When MacLeod caught up to Bethune in war-torn Spain in the early summer of 1937, the doctor had already resigned from his post but was dreaming up new ideas to help the Spanish cause. Having witnessed the horrors the civilian population had suffered along the battlefront, especially children, Bethune sketched out the idea of building children’s villages to house orphans and child refugees in the relative serenity of Catalonia, far from the front. Bethune argued that such a project would inspire renewed support for the republic in Canada.

“Scene in Paris” by Alicia Pasos, age 10.

MacLeod liked the plan, but knowing Bethune’s time was up in Spain, he convinced him he could best make the plan happen by going on a speaking tour in Canada to rally support for it. MacLeod continued on his journey through Spain, giving speeches, meeting with officials, and paying visits to children’s colonies already set up by the Republic. It was during these visits that he took with him dozens of drawings made by child refugees of their wartime experiences, of evacuations, of battles and destroyed towns, of life in the colonies.

Back in Canada, the drawings made great propaganda for the republican cause, demonstrating better than any speech the strangeness and sadness of war. The pictures became mainstays at meetings of the Committee to Aid Spanish Democracy, and they became especially potent after the aerial bombing of the town of Guernica in April 1937 by Hitler’s Condor Legion, which left hundreds of civilians dead. The bombing made international headlines and shifted public opinion in Canada in support of the republic. Pablo Picasso’s painting of the Guernica atrocity became world famous in the summer of 1937, and its simple, raw, and almost childlike images of destruction echoed the scenes of war as depicted by the refugee children that MacLeod had met and championed.

“A bombing and red cross vehicles” by Niña Edurne Burdain, age 11, Colonia de St. Hilaire.

MacLeod pitched the idea of children’s colonies to the executive of the Canadian committee and got them to agree to commission the creation of two centres outside of Barcelona which together would shelter 150 children. One was established at a former convent renamed the Salem Bland House, after the progressive Methodist minister from Toronto. The other, in the abandoned mansion of a pro-Franco nobleman, was called The Pines.
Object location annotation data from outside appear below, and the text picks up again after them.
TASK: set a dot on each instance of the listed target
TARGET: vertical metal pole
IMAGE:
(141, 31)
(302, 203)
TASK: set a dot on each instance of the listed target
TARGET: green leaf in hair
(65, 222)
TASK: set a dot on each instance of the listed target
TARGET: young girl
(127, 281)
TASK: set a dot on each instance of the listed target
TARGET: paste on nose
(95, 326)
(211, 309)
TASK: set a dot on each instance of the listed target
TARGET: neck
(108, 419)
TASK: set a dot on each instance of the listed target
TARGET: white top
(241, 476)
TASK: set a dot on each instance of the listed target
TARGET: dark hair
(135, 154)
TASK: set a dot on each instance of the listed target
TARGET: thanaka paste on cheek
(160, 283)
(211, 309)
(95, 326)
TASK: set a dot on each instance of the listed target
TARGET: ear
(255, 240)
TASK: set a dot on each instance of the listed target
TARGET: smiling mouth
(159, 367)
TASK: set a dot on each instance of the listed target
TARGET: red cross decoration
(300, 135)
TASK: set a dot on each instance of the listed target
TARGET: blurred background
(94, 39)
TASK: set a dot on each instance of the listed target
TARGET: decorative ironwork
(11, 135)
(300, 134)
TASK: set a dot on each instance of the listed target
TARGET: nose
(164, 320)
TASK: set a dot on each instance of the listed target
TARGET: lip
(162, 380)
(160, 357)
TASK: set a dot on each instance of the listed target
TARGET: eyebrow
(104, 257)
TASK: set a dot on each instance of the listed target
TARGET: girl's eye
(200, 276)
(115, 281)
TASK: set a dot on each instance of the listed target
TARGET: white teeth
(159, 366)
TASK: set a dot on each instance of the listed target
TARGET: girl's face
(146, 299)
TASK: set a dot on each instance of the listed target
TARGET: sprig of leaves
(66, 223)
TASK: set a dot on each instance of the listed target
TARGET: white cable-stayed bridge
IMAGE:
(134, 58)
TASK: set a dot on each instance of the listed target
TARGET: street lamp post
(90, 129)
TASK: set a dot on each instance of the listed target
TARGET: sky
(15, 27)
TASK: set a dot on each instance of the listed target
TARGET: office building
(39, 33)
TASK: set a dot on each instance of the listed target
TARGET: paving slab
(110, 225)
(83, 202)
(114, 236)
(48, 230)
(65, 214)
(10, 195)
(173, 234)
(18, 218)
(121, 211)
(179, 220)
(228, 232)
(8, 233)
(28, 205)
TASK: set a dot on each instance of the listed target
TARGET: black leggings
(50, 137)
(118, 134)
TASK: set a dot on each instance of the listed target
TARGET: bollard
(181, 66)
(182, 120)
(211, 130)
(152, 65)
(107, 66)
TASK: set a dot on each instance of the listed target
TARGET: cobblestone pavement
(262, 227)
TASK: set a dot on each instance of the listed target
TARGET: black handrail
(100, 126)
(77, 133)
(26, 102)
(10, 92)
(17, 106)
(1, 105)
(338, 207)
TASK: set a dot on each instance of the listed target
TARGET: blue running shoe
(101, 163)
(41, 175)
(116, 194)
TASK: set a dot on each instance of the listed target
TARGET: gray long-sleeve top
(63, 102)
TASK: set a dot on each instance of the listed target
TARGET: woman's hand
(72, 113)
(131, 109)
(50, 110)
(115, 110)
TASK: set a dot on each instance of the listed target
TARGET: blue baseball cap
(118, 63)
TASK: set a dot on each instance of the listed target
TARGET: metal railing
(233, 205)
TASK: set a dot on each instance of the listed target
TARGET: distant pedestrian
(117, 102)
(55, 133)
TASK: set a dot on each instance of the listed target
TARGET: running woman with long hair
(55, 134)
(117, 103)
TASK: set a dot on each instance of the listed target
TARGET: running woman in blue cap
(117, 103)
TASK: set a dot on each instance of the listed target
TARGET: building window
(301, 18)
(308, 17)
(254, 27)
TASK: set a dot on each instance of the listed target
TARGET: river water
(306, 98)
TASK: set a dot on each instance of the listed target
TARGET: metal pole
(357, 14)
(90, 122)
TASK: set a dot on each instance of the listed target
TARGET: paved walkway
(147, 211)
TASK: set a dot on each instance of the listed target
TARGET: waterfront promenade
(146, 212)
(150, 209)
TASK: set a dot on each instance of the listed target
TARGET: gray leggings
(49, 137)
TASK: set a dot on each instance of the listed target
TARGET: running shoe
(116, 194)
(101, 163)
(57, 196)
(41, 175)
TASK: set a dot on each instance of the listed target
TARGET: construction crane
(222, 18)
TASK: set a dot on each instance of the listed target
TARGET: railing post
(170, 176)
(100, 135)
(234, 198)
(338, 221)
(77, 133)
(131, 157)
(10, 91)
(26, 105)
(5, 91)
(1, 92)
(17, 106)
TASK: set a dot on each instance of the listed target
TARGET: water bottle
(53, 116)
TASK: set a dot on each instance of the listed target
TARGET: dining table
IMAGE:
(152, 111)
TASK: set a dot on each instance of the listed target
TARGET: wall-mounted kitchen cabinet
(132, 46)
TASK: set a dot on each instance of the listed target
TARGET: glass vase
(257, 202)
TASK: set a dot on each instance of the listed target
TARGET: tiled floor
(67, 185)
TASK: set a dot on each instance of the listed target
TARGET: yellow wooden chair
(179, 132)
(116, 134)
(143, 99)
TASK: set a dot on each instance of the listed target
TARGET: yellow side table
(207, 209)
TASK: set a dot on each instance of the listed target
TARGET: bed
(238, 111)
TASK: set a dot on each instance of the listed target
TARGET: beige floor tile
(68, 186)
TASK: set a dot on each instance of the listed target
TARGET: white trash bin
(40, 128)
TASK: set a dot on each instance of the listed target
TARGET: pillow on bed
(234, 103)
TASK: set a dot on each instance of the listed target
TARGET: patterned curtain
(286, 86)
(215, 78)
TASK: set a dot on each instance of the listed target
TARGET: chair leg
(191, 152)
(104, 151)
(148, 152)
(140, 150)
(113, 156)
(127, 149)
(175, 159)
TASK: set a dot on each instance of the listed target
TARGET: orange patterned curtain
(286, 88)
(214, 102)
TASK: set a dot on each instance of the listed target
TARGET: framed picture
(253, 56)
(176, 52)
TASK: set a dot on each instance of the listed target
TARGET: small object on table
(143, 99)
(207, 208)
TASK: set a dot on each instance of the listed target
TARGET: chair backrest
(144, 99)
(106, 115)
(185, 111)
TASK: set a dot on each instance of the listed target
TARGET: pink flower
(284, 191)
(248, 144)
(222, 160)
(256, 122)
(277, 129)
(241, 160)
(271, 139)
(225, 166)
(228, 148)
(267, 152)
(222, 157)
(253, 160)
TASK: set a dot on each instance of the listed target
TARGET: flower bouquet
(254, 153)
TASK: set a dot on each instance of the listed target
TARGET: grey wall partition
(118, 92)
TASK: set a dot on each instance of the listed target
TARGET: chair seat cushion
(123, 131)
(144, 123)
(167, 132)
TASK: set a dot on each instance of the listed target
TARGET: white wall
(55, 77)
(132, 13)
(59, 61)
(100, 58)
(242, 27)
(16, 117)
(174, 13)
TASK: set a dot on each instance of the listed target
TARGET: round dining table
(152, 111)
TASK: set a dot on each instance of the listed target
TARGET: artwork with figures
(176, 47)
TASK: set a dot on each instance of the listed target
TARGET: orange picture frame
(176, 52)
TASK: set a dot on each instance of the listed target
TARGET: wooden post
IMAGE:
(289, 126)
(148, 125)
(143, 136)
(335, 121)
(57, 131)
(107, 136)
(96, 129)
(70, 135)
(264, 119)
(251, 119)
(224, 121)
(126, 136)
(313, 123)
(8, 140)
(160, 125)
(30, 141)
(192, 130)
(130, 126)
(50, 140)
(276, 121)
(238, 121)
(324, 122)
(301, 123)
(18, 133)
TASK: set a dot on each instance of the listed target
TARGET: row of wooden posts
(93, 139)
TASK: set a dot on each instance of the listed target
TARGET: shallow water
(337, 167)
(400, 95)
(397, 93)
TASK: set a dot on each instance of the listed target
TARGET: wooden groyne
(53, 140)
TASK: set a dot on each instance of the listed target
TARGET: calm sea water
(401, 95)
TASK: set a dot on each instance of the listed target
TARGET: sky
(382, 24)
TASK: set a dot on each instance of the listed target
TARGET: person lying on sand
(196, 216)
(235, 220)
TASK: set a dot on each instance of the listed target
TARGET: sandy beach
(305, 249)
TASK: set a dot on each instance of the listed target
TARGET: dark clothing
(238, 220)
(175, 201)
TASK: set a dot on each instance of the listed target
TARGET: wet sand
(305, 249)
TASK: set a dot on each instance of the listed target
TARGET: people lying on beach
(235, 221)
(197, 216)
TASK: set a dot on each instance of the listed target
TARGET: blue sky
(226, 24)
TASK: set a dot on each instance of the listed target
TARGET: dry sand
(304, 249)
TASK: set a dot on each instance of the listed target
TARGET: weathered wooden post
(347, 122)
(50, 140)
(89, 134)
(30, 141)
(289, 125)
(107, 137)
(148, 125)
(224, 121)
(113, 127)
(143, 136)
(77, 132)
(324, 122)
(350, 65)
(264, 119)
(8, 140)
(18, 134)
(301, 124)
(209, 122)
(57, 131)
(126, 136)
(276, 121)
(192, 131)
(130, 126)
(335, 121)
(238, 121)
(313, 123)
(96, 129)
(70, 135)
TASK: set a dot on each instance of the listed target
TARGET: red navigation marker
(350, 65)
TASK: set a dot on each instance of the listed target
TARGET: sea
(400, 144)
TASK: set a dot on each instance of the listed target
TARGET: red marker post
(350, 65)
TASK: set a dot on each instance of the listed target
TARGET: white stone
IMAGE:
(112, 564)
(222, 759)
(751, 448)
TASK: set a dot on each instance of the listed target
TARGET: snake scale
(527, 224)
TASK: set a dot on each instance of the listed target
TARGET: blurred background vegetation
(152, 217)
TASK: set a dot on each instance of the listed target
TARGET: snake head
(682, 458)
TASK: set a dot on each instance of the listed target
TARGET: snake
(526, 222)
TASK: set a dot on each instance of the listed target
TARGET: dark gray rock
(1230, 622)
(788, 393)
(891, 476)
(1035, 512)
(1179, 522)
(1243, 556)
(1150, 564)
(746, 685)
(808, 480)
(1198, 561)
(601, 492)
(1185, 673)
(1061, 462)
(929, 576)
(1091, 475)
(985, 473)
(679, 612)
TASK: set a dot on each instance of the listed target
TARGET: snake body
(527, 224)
Money from supporters in Canada continued to aid the “adopted” children even after they were evacuated from Salem Bland House and moved to refugee camps in France at the end of the war. The effort helped expand the appeal of supporting the Spanish Republic outside the circles of left-wing politics. One of the committee’s pamphlets asking for support for the centres read: “there is no reservation to religion, creed or political opinion in the declaration ‘Inasmuch as ye have done it unto one of the least of these, my brethren, ye have done it unto Me.’ ”

The pictures MacLeod brought back also later aided a Milk for Spain campaign, which inspired an incredible amount of donations given the hard times most in Canada were living through. In the summer of 1937, when the prime minister of Canada spent his time admiring the “constructive” work of Adolf Hitler, others were moved by the ominous messages in the Spanish children’s drawings.

The governing parties in Canada of the 1930s saw social activists, trade unionists, and political agitators as threats to their legitimacy and the rise of fascism as a protective shield against working-class radicalism. It was as true back then as it was when Stephen Harper declared that Canada “has no history of colonialism” while presiding over the destitution and occupation of Indigenous nations, from Attawapiskat to Elsipogtog. Is it a stretch to connect the defence of the working class in Spain, against capitalism and fascism, to uprisings like the Arab Spring, anti-austerity movements across the globe, or struggles for self-determination from Canada to Palestine?